Airbus Posts Solid Second Quarter as It Prepares to Significantly Ramp Production

Business Strategy & Outlook

Airbus primarily generates revenue through manufacturing commercial aircraft. It benefits immensely from being in a duopoly with Boeing in the commercial aircraft manufacturing business for aircraft 130 seats and up; the companies act as a funnel through which all commercial aircraft demand must flow. This allows both companies to actively manage their order backlogs to reduce cyclicality, despite the intense cyclicality of the customer base. Airbus’ commercial aircraft segment can broadly be split into two parts: nimble narrow-bodied planes that are ideal for efficiently running high-frequency short-haul routes, and wide-bodied behemoths that are generally reserved for transcontinental flights. Recently, narrow-body volume has increased substantially due to the global rise of low-cost carriers and improved technology that allows smaller airplanes to operate flight paths that were previously unprofitable.

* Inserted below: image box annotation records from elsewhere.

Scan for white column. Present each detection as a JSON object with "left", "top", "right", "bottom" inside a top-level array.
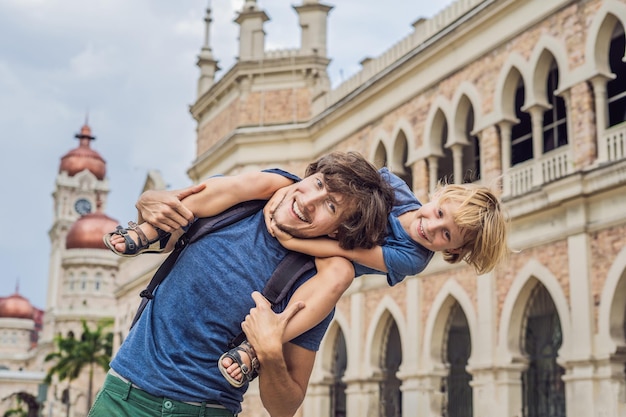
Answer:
[{"left": 591, "top": 75, "right": 609, "bottom": 163}]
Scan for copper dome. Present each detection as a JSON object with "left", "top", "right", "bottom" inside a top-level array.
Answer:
[
  {"left": 0, "top": 293, "right": 35, "bottom": 319},
  {"left": 59, "top": 123, "right": 106, "bottom": 180},
  {"left": 65, "top": 211, "right": 118, "bottom": 249}
]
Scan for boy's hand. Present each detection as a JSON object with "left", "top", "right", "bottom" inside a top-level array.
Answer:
[
  {"left": 241, "top": 291, "right": 304, "bottom": 364},
  {"left": 269, "top": 219, "right": 294, "bottom": 250},
  {"left": 135, "top": 184, "right": 206, "bottom": 233}
]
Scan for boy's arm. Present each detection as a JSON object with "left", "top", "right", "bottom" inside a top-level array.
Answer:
[
  {"left": 183, "top": 172, "right": 293, "bottom": 217},
  {"left": 272, "top": 227, "right": 388, "bottom": 272},
  {"left": 135, "top": 172, "right": 293, "bottom": 233}
]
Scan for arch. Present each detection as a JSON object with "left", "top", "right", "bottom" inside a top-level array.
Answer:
[
  {"left": 360, "top": 295, "right": 407, "bottom": 378},
  {"left": 585, "top": 0, "right": 626, "bottom": 74},
  {"left": 498, "top": 259, "right": 571, "bottom": 363},
  {"left": 494, "top": 53, "right": 529, "bottom": 120},
  {"left": 389, "top": 130, "right": 409, "bottom": 173},
  {"left": 598, "top": 247, "right": 626, "bottom": 355},
  {"left": 450, "top": 81, "right": 483, "bottom": 139},
  {"left": 420, "top": 96, "right": 451, "bottom": 158},
  {"left": 391, "top": 118, "right": 415, "bottom": 151},
  {"left": 526, "top": 36, "right": 570, "bottom": 105},
  {"left": 422, "top": 280, "right": 478, "bottom": 369},
  {"left": 315, "top": 309, "right": 351, "bottom": 381},
  {"left": 369, "top": 129, "right": 393, "bottom": 168}
]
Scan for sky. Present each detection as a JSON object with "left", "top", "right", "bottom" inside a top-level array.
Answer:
[{"left": 0, "top": 0, "right": 453, "bottom": 309}]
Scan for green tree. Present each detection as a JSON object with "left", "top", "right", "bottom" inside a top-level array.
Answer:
[
  {"left": 2, "top": 391, "right": 40, "bottom": 417},
  {"left": 44, "top": 319, "right": 113, "bottom": 415}
]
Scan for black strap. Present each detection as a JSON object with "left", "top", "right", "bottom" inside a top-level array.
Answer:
[
  {"left": 130, "top": 200, "right": 266, "bottom": 329},
  {"left": 228, "top": 252, "right": 315, "bottom": 349}
]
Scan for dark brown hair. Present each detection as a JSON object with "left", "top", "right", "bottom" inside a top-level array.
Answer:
[{"left": 305, "top": 152, "right": 394, "bottom": 249}]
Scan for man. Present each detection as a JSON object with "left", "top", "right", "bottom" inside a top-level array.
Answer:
[{"left": 89, "top": 152, "right": 393, "bottom": 417}]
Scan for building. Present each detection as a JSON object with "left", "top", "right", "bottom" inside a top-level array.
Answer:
[
  {"left": 0, "top": 123, "right": 118, "bottom": 417},
  {"left": 162, "top": 0, "right": 626, "bottom": 417},
  {"left": 1, "top": 0, "right": 626, "bottom": 417}
]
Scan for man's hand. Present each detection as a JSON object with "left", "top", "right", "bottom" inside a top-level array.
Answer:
[
  {"left": 241, "top": 291, "right": 304, "bottom": 366},
  {"left": 135, "top": 184, "right": 206, "bottom": 233}
]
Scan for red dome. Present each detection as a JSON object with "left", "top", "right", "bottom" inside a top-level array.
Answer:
[
  {"left": 59, "top": 124, "right": 106, "bottom": 180},
  {"left": 0, "top": 293, "right": 35, "bottom": 319},
  {"left": 65, "top": 211, "right": 118, "bottom": 249}
]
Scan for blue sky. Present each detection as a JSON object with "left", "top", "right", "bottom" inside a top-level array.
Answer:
[{"left": 0, "top": 0, "right": 452, "bottom": 308}]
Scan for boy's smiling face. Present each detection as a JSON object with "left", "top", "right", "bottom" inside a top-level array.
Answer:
[{"left": 409, "top": 197, "right": 465, "bottom": 253}]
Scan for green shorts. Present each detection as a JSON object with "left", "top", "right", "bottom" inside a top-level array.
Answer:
[{"left": 87, "top": 373, "right": 235, "bottom": 417}]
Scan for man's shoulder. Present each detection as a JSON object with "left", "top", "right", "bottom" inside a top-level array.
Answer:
[{"left": 261, "top": 168, "right": 301, "bottom": 181}]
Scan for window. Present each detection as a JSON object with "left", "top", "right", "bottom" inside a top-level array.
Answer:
[
  {"left": 522, "top": 284, "right": 565, "bottom": 417},
  {"left": 379, "top": 320, "right": 402, "bottom": 417},
  {"left": 543, "top": 61, "right": 567, "bottom": 153},
  {"left": 511, "top": 78, "right": 533, "bottom": 166},
  {"left": 442, "top": 303, "right": 473, "bottom": 417},
  {"left": 330, "top": 330, "right": 348, "bottom": 417},
  {"left": 462, "top": 107, "right": 480, "bottom": 182},
  {"left": 606, "top": 25, "right": 626, "bottom": 127}
]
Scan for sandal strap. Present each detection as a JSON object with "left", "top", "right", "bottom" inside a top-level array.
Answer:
[
  {"left": 239, "top": 340, "right": 260, "bottom": 378},
  {"left": 128, "top": 221, "right": 150, "bottom": 248}
]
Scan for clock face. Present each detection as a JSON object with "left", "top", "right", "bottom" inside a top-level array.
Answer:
[{"left": 74, "top": 198, "right": 91, "bottom": 216}]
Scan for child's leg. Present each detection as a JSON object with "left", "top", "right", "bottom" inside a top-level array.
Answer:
[
  {"left": 219, "top": 257, "right": 354, "bottom": 381},
  {"left": 103, "top": 222, "right": 175, "bottom": 256}
]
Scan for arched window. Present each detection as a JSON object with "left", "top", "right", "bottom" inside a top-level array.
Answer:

 Domestic flights have recovered from the pandemic much more quickly than international flights as well, so airlines are more comfortable ordering small aircraft rather than large. Critically, Airbus does not have much competition in the high end of the narrow-body market. This aircraft will enable fleet growth and may replace many aging midsize aircraft. On the wide-body side of the market, there’s a much slower growth, as expected improving technology will allow airlines to substitute narrow bodies for wide bodies for an increasing number of routes. Airbus has a competitive wide-body offering, the A350, though backlogs suggest that Boeing’s comparable 777, 777X, and 787 offerings resonate more with customers. Airbus also has segments dedicated to the production of defense-specific products and helicopter manufacturing. These businesses are less material to Airbus as a whole, generating slightly over 10% of midcycle EBIT. The modest growth from these segments, largely assuming that defense spending as a proportion of gross domestic product remains constant in the European Union and that helicopter deliveries rebound over the medium term.

Financial Strengths

The Airbus is well capitalized. The company ended the year with significant liquidity and is producing positive cash flow despite the distressed market. Vaccinations have encouraged domestic travel resumption in the developed world. Morningstar anticipates that the COVID-19 vaccine will be broadly distributed in the emerging world by 2022, which will allow a robust rebound in commercial air traffic. One does not think liquidity is a concern for Airbus, as the operating environment will improve markedly in the coming quarters and the company is already generating free cash flow. The company ended 2021 in a net cash position. Forward EBITDA covers forward interest expense many times, suggesting that interest obligations are easily covered. Airbus has a sizable pension obligation, but this will be manageable. The Airbus could access the capital markets, if necessary, given it has produced free cash flow during a travel shock. In March 2020, Airbus secured access to a EUR 15 billion line of credit, which supports this thesis. Given Airbus’ massive backlog, proven relationships with customers, and minimal debt burden, one doesn’t think there is a material possibility of financial distress over the forecast period. In March 2020, Airbus suspended its dividend to conserve liquidity as the coronavirus crisis shook the aviation industry. Airbus proposed a dividend during the fourth-quarter 2021 earnings review to be paid out in 2022, and it will grow its dividend with increased earnings per share.

Bulls Say

  • Airbus’ A320 family continues to have a substantial lead in the valuable narrow-body market, and the A321XLR has the potential to open new long-range routes to low-cost carriers. 
  • Airbus is well positioned to benefit from emerging market growth in revenue passenger kilometers and a robust developed-market replacement cycle. 
  • The commercial airframe manufacturing for aircraft 130 seats and up will remain a duopoly over the foreseeable future. The customers will not have many options other than continuing to rely on incumbents.

Company Description

Airbus is a major aerospace and defense firm. The company designs, develops, and manufactures commercial and military aircraft, as well as space launch vehicles and satellites. The company operates its business through three divisions: commercial, defense and space, and helicopters. Commercial offers a full range of aircraft ranging from the narrow-body (130-200 seats) A320 series to the much larger A350-1000 wide body. The defense and space segment supplies governments with military hardware, including transport aircraft, aerial tankers, and fighter aircraft (Eurofighter). The helicopter division manufactures turbine helicopters for the civil and parapublic markets.

(Source: Morningstar)

DISCLAIMER for General Advice: (This document is for general advice only).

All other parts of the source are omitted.